The President of the High Court continued orders previously made in respect of the detention of a young ward of court in a hospital in the United Kingdom (UK) until January 2020, with the expectation that the young girl could return to an appropriate facility with the necessary supports in Ireland prior to her reaching the age of majority.
The President of the High Court directed that the previous order under section 27 of the Civil Law (Miscellaneous Provisions) Act 2008 prohibiting the identification of the young girl as a person suffering with a medical condition was to remain in place.
The CFA barrister told the court that there was a long history in respect of the young ward of court prior to her placement in the hospital in the UK in March 2019 as there had been difficulties in acquiring a placement. The court was told that the young girl suffered from post-traumatic stress disorder and was due to reach her age of majority in mid-2020.
There were reports available to the court that stated that the girl found it difficult to engage with psychologists and she had self-harm issues. The barrister for the CFA told the court that the young girl was “doing reasonably well” in the hospital in the UK but had self-harm issues and aggression. He said that she was engaging with cognitive behavioural therapy and psychology and was also engaged with education.

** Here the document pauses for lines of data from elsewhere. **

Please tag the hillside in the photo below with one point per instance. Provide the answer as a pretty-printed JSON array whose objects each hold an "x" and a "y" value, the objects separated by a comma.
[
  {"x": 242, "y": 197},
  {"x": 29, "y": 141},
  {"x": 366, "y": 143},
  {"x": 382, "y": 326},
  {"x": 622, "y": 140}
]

CFA barrister: “It was initially thought she could be returned to this jurisdiction in December but [the hospital] are advising it should be postponed to the New Year prior to her attaining majority.”
The court was told that it was the most appropriate placement to provide her with continuity and as matters were progressing “reasonably well” the order should remain in place.
The barrister for the CFA told the court that he was asking court to adjourn the matter for further consideration with the orders continuing to a date early in January in order to inform the court of the placement she will return to in this jurisdiction.
There was a discussion between the President of the High Court and the barristers for the CFA and the general solicitor, who is responsible for liaising with the UK courts, relating to the necessary documentation.
Judge: “The order made has been in place since 10th July. More of this last-minute material is thrown together. It is under regular review and there is no reason why papers are not prepared.”
The barrister for the general solicitor referred to an affidavit that reported that the young girl has engaged but lacks motivation and as she oversleeps in the morning this has disrupted her medication regime.
The court was told that the committee was supportive of the continued detention as her current presentation “appears more authentic”.
The judge noted that the hope was that he would have been considering a more immediate return but having reviewed the evidence it was not the case and he was supportive of continuous detention in the hospital in the UK for the coming months.
Judge: “There has been a dip in presentation recently but the overall thrust is one of progress and improvement.”
The judge said that plans needed to be in place for the young girl coming home and the plans needed “to start now” and that it was a sensible suggestion that an independent psychiatrist review the case.
Judge: “I propose to make the orders sought for continued detention with all the ancillary entitlements in the past to continue to a date in January. The expectation is that if progress continues there will be in place a plan to return her to an appropriate facility with appropriate supports and then the planning of consideration of adult wardship for her.
The judge listed the matter for review for end January 2020 and said that it was “ample time for all of those steps to be taken”. The judge said that the costs of the committee were to be taxed in default of agreement.